Danaher Has Conglomerate Disease (DHR)

By Douglas McIntyre | May 17, 2007 AAA

Being a U.S.-based conglomerate tends to be bad for a company's stock price. GE (NYSE: GE) is up only 5% over the last year, ditto for United Technologies (NYSE: UTX). The best performer in the group is Danaher (NYSE: DHR), up nearly 10%. Still, nothing to write home about.

The Problem with Conglomerates
Wall Street claims it does not like conglomerates because they are too hard to follow. For example, GE has a jet engine business, consumer finance business, enterprise finance business, locomotives business, medical products business... The list goes on and on.

The bull case for these stocks is that when one division is down, others pull the revenue for the entire business up. Owning a bunch of business combats cyclical earnings.

But, the bear case is that the businesses do not work together and that their value would be easier to see if they were discrete companies.

Danaher, Easier to Figure Out?
Danaher is much smaller than GE. Its revenue last year was $9.6 billion. GE's was over $163 billion. But, Danaher still operates in four segments: professional instrumentation, medical technologies, industrial technologies and tools and components. In the first quarter of this year, the company had revenue of $2.55 billion, up from $2.14 billion in the same period the year before. Net income was $254.8 million up from $215.7 million.

The company still has the classic conglomerate problem. While professional instrumentation, and medical technologies increases in revenue and operating earnings, industrial technologies was up only slightly. Revenue in tools and components was down. So was operating profit. One segment dragged down the performance of the company as a whole.
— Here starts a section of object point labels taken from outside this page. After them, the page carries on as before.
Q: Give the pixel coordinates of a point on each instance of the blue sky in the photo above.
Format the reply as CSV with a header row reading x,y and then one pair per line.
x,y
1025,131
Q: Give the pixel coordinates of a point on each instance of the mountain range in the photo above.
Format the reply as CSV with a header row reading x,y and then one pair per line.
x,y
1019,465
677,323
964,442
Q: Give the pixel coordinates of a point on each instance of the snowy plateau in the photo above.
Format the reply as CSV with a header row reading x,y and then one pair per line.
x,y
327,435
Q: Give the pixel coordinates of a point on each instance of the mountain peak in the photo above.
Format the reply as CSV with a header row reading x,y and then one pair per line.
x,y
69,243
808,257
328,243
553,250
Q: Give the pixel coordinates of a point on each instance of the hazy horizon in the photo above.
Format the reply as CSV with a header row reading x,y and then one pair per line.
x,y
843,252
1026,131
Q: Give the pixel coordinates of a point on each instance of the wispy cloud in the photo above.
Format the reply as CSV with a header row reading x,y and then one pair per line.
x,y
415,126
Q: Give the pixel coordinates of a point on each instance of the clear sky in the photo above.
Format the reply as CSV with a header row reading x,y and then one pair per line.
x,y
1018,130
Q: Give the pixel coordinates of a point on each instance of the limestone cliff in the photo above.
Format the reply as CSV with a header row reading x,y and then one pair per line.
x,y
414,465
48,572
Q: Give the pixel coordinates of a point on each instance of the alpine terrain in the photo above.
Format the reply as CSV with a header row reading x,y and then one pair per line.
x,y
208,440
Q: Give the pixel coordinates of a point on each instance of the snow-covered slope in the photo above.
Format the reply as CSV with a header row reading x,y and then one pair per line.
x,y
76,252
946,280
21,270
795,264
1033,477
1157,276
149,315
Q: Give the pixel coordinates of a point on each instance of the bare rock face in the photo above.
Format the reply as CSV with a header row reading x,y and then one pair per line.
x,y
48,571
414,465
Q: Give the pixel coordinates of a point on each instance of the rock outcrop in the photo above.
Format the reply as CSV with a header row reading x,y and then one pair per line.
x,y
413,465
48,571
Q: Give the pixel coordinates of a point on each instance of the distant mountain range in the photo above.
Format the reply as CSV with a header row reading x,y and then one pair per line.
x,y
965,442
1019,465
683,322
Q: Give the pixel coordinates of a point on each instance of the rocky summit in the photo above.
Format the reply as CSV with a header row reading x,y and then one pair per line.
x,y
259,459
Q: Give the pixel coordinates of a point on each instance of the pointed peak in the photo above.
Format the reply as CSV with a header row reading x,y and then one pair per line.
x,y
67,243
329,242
Danaher Not Easy to Figure Out
While Danaher does not have a large financial division or entertainment business, it still has four moving parts and sub-businesses within those parts. GE investors constantly worry that there is a problem in the financial services sector. Last quarter, it was exposure to sub-prime mortgages. Several Wall Street analysts have argued that GE's breakup value is higher than its value as a whole. While this may or may not be true, rumors about splitting the company have driven up the stock price.

Danaher is not likely to dodge the GE problem, which means it is probably going to stay in one piece, at least for awhile.